"Traitor? An archaic word for so advanced a... 'man' as yourself."TECHNICAL SPECS: Part 2 of the Daleks' Master Plan, one of three surviving episodes from this story found on the Lost in Time DVD. First aired Nov.20 1965.
IN THIS ONE... Daleks with flamethrowers, Mavic Chen talks to a man made of seaweed, and the Doctor steals the taranium core that powers the time destructor.
REVIEW: We only have three episode of DMP on video, and the first gives us a taste of what we may be missing with the rest. While the plot is as SF matinee as Nation usually gets - if perhaps a bit more political - the acting and direction elevate the material greatly. And that's what mostly been lost along with the images. Just look at Kevin Stoney's performance as Mavic Chen. His expressions add a lot to the character, and small alien behaviors, like the way he holds his pencil and the strange language he writes in, break the dull culturelessness of most "future" episodes.
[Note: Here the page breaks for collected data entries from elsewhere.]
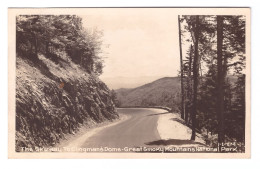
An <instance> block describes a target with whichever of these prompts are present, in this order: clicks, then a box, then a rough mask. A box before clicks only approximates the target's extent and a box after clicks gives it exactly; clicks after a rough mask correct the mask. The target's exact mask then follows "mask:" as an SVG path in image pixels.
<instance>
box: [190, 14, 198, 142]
mask: <svg viewBox="0 0 260 169" xmlns="http://www.w3.org/2000/svg"><path fill="white" fill-rule="evenodd" d="M194 37H195V44H194V48H195V50H194V62H193V83H194V85H193V113H192V134H191V140H195V137H196V114H197V89H198V62H199V60H198V57H199V56H198V47H199V46H198V45H199V16H198V15H197V16H196V25H195V31H194Z"/></svg>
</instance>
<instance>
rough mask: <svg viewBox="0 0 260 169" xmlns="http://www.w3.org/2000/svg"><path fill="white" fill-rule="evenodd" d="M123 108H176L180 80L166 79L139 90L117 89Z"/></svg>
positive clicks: (121, 106) (129, 89)
mask: <svg viewBox="0 0 260 169" xmlns="http://www.w3.org/2000/svg"><path fill="white" fill-rule="evenodd" d="M115 91H116V93H117V97H118V100H119V102H120V106H121V107H128V106H130V107H131V106H143V107H150V106H165V107H170V108H176V106H177V103H178V102H179V101H180V100H179V98H180V97H179V95H180V78H179V77H164V78H160V79H158V80H155V81H153V82H151V83H147V84H145V85H142V86H140V87H137V88H131V89H125V88H121V89H117V90H115Z"/></svg>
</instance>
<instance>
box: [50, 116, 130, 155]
mask: <svg viewBox="0 0 260 169" xmlns="http://www.w3.org/2000/svg"><path fill="white" fill-rule="evenodd" d="M127 119H129V116H127V115H120V117H119V119H116V120H113V121H106V122H103V123H101V124H96V125H94V126H92V127H91V128H89V126H82V127H81V128H80V129H79V131H78V132H77V133H76V134H75V135H72V134H70V135H69V136H67V138H66V139H64V140H62V141H61V142H60V143H59V144H57V145H55V147H56V148H62V149H63V150H70V151H74V150H76V149H77V148H79V147H81V146H82V145H83V144H84V143H85V142H86V140H87V139H89V138H90V137H91V136H93V135H95V134H97V133H98V132H100V131H101V130H103V129H105V128H108V127H111V126H114V125H117V124H119V123H122V122H124V121H126V120H127Z"/></svg>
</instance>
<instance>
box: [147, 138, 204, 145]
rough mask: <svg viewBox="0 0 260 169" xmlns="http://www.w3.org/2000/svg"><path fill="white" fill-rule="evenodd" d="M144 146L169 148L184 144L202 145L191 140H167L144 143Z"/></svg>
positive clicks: (161, 140) (179, 139) (152, 141)
mask: <svg viewBox="0 0 260 169" xmlns="http://www.w3.org/2000/svg"><path fill="white" fill-rule="evenodd" d="M145 144H146V145H162V146H169V145H184V144H199V145H204V144H202V143H200V142H195V141H192V140H180V139H169V140H156V141H152V142H148V143H145Z"/></svg>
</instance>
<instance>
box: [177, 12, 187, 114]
mask: <svg viewBox="0 0 260 169" xmlns="http://www.w3.org/2000/svg"><path fill="white" fill-rule="evenodd" d="M178 23H179V46H180V69H181V118H182V119H184V114H185V110H184V107H185V105H184V89H183V63H182V44H181V23H180V15H178Z"/></svg>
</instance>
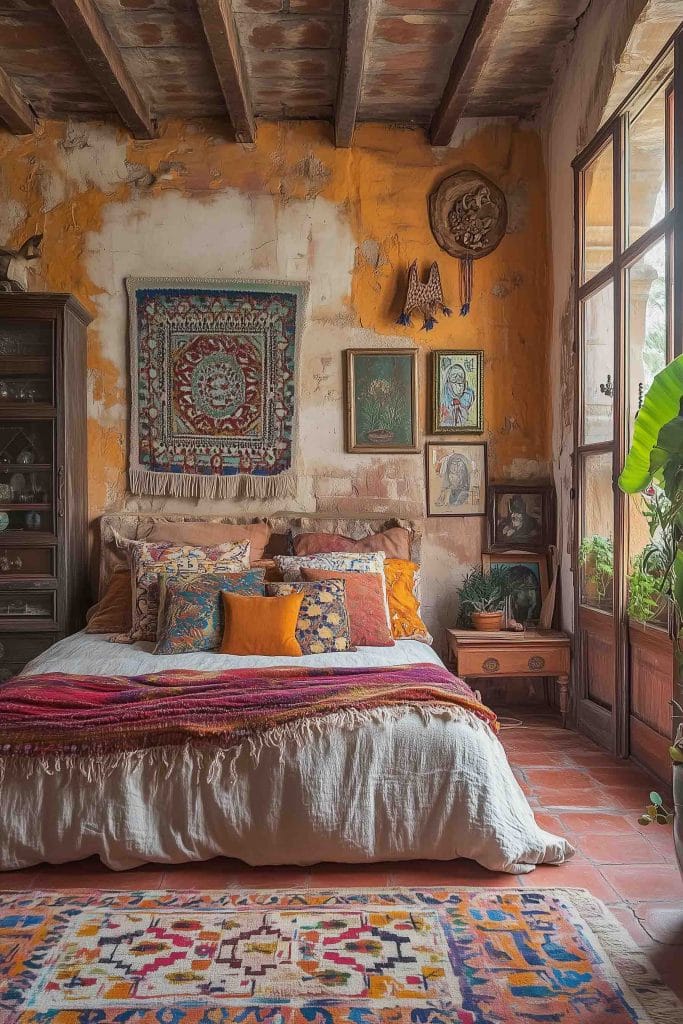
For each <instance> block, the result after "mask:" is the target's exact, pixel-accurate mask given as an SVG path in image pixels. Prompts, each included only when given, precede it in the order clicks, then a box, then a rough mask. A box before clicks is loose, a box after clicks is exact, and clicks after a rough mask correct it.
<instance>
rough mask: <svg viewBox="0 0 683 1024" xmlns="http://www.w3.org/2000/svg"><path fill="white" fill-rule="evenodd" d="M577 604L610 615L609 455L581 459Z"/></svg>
mask: <svg viewBox="0 0 683 1024" xmlns="http://www.w3.org/2000/svg"><path fill="white" fill-rule="evenodd" d="M582 498H583V514H582V531H581V545H580V548H579V565H580V569H581V584H580V585H581V602H582V604H585V605H588V606H589V607H591V608H600V609H602V610H603V611H611V610H612V607H613V593H614V580H613V573H614V555H613V532H614V530H613V523H614V508H613V500H614V499H613V492H612V454H611V452H596V453H591V454H587V455H584V456H582Z"/></svg>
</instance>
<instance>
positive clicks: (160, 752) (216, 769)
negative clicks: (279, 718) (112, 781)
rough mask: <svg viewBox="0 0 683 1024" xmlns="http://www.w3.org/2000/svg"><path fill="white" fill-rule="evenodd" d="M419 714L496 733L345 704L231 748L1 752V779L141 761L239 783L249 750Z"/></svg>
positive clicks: (189, 741)
mask: <svg viewBox="0 0 683 1024" xmlns="http://www.w3.org/2000/svg"><path fill="white" fill-rule="evenodd" d="M411 712H413V713H417V714H418V715H419V716H420V718H421V719H422V721H423V723H424V724H425V725H427V724H429V722H430V721H431V720H432V719H435V718H440V719H442V720H445V721H449V722H465V723H466V724H467V725H468V726H469V727H470V728H472V729H475V730H477V731H478V732H481V733H487V734H488V735H489V736H490V737H492V739H495V738H496V734H495V733H494V731H493V730H492V728H490V726H489V725H488V724H487V723H486V722H484V721H483V720H482V719H480V718H478V717H477V716H476V715H475V714H474V713H473V712H471V711H468V709H467V708H459V707H457V706H451V705H447V706H446V705H443V706H441V705H429V706H428V707H425V706H424V705H400V706H398V707H389V708H372V709H357V708H345V709H343V710H342V711H336V712H331V713H330V714H328V715H323V716H319V717H314V718H307V719H306V718H303V719H299V720H297V721H295V722H285V723H283V724H282V725H276V726H273V727H272V728H270V729H265V730H263V731H262V732H255V733H253V734H251V735H246V736H242V737H240V738H238V739H237V741H236V743H234V744H233V745H230V746H218V745H216V744H213V743H211V742H208V741H203V740H199V741H198V740H196V739H193V738H189V739H186V740H185V741H184V742H183V743H177V744H167V745H160V746H148V748H142V749H138V750H133V751H121V752H118V753H115V754H39V755H24V754H1V755H0V782H2V781H3V780H4V778H5V775H6V773H7V772H12V773H13V774H15V775H19V776H20V777H22V778H31V777H32V776H33V775H34V774H35V773H36V772H38V771H42V772H45V774H46V775H54V774H55V773H56V772H60V771H77V772H80V773H81V775H83V777H84V778H85V779H86V780H87V781H88V782H99V781H103V780H104V779H106V778H109V777H110V776H111V775H112V774H113V773H114V772H116V771H118V770H120V769H124V770H125V771H126V772H134V771H137V770H138V769H139V768H141V767H142V766H143V765H154V766H155V767H156V768H157V770H160V771H162V772H163V773H164V777H165V778H169V776H170V775H172V774H173V773H174V772H175V771H176V770H177V769H178V768H179V767H180V765H181V764H183V763H184V764H185V765H186V766H193V767H194V768H195V769H196V770H197V771H198V772H199V773H200V775H201V777H203V778H206V780H207V782H214V781H215V780H216V779H217V778H218V776H219V775H220V774H221V773H222V772H223V771H224V770H227V776H228V780H229V781H230V782H236V781H237V777H238V775H237V764H238V761H239V759H240V757H241V756H242V754H243V753H247V755H248V756H249V758H250V759H251V761H252V766H254V765H257V764H258V762H259V760H260V758H261V754H262V752H263V751H264V750H266V749H269V750H279V751H280V758H279V760H280V764H281V765H283V764H284V762H285V754H286V751H287V750H288V749H289V750H291V749H292V748H293V746H294V749H295V750H296V748H298V746H301V745H303V744H305V743H307V742H312V741H314V740H315V738H319V737H321V736H324V735H328V734H329V733H331V732H334V731H335V730H346V731H352V730H355V729H357V728H358V727H359V726H362V725H366V724H368V723H370V722H374V723H376V724H386V723H387V722H395V721H397V720H398V719H400V718H403V717H404V716H405V715H407V714H409V713H411Z"/></svg>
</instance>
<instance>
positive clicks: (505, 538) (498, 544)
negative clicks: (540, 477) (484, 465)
mask: <svg viewBox="0 0 683 1024" xmlns="http://www.w3.org/2000/svg"><path fill="white" fill-rule="evenodd" d="M487 512H488V548H489V550H490V551H546V550H547V549H548V547H549V546H550V545H551V544H554V543H555V488H554V487H553V485H552V484H551V483H539V484H525V483H524V484H521V483H520V484H516V483H492V484H490V486H489V487H488V510H487Z"/></svg>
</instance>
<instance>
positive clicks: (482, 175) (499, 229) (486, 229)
mask: <svg viewBox="0 0 683 1024" xmlns="http://www.w3.org/2000/svg"><path fill="white" fill-rule="evenodd" d="M429 222H430V224H431V229H432V233H433V234H434V238H435V239H436V241H437V242H438V244H439V246H440V247H441V249H445V251H446V252H447V253H450V255H451V256H457V257H459V258H460V259H464V258H469V259H480V258H481V257H482V256H487V255H488V253H492V252H493V251H494V249H495V248H496V246H497V245H498V244H499V243H500V241H501V239H502V238H503V236H504V234H505V229H506V227H507V224H508V205H507V203H506V202H505V196H504V195H503V193H502V191H501V189H500V188H499V187H498V185H496V184H494V182H493V181H489V180H488V178H486V177H484V176H483V174H479V173H478V171H457V172H456V173H455V174H451V175H450V176H449V177H447V178H444V179H443V181H441V183H440V185H439V186H438V188H437V189H436V191H433V193H432V194H431V196H430V197H429Z"/></svg>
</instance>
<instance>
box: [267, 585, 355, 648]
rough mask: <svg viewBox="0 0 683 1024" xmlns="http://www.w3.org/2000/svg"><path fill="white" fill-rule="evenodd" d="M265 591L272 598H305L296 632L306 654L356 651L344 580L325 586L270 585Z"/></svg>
mask: <svg viewBox="0 0 683 1024" xmlns="http://www.w3.org/2000/svg"><path fill="white" fill-rule="evenodd" d="M265 589H266V592H267V593H268V594H271V595H272V596H273V597H285V596H287V595H289V594H303V601H302V602H301V608H300V610H299V618H298V621H297V628H296V638H297V640H298V642H299V644H300V646H301V652H302V653H303V654H325V653H328V652H330V651H343V650H355V647H353V646H352V644H351V625H350V621H349V616H348V611H347V608H346V585H345V583H344V581H343V580H329V581H327V582H326V583H268V584H266V585H265Z"/></svg>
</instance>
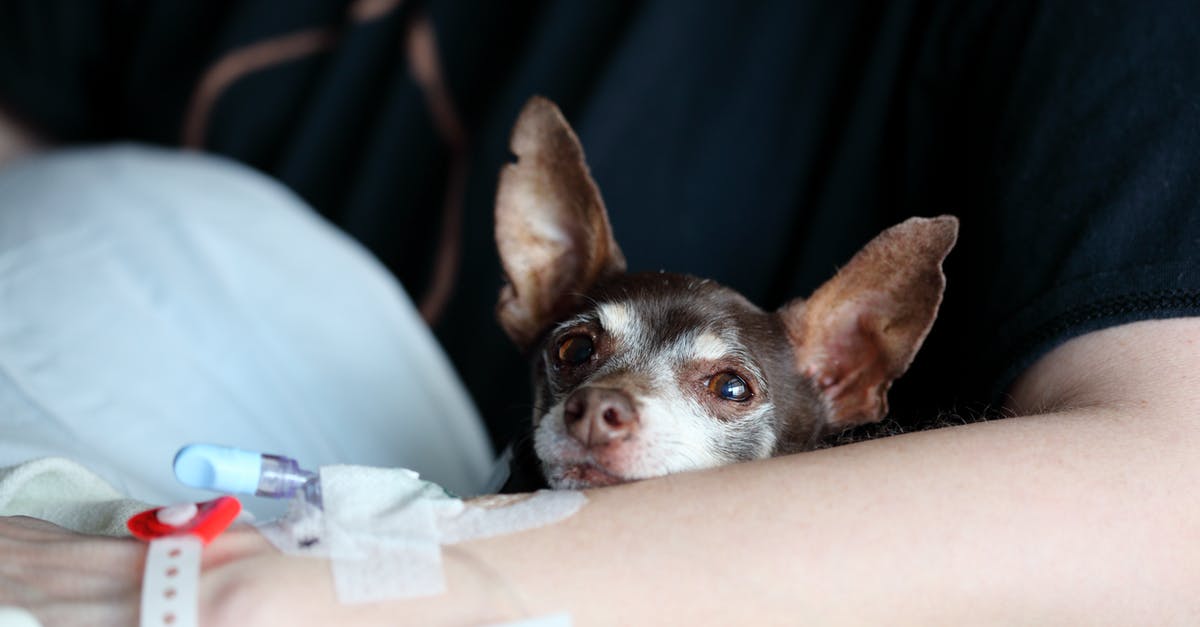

It looks like Douglas Camfield might have had a lot to do with such details, as he appears to be a rather thoughtful director. Again, I refer you to the scene between Chen and Zephon, where they discuss their ambitions and Chen speaks from behind metal bars for a time, a man figuratively trapped by the "smallness" of his current domain (the Solar System) and wanting more. There are other such flourishes, like the energetic camera work when the Doctor uses the chaos of an intruder alert to steal Terry Nation's MacGuffin, the taranium core, or how each delegate exhibits movements and postures as alien as their appearances. It'd be silly if it weren't so fascinating.
The characters are mostly well served by the script. The Doctor is brave and gives Bret Vyon a good talking-to. Steven, an astronaut, admires the many ships at the conference. Bret Vyon needs to take the lead, but is nevertheless impressed by the Doctor and winds up a follower rather than a leader. Among the heroes, only Katarina seems off. I don't just mean her strange, archaic expressions, but even her delivery. Though I thought a companion from a primitive time had a lot of potential (Leela is one of my favorites, for example), if the character doesn't work, ultimately, it'll be because Adrienne Hill couldn't make it work. On the villains' side, both Mavic Chen and Zephon believe themselves equal or better than the Daleks, but of course, the Daleks plan on betraying all the delegates once they're done with them (classic). Chen is so smooth and ironic, you get the sense he knows this and is playing a longer game, though this is likely hubris on yet another level. Zephon feels entitled, but the ol' pile of animated branches is a bit of a loser, going by the profile Chen draws of him.
The production values are good, with lots of different costumes and make-ups for the delegates, a moody jungle and miniature Dalek base, and coolest of all, Daleks with blowtorches burning down the forest to smoke the TARDISeers out. Pretty impressive.
REWATCHABILITY: Medium-High - Having the video helps this episode greatly, as we can see how nuanced it is compared to the previous episode. On audio alone, we have to focus too much on Nation's wooden dialog. Here, the contributions of the director and actors have more of an impact.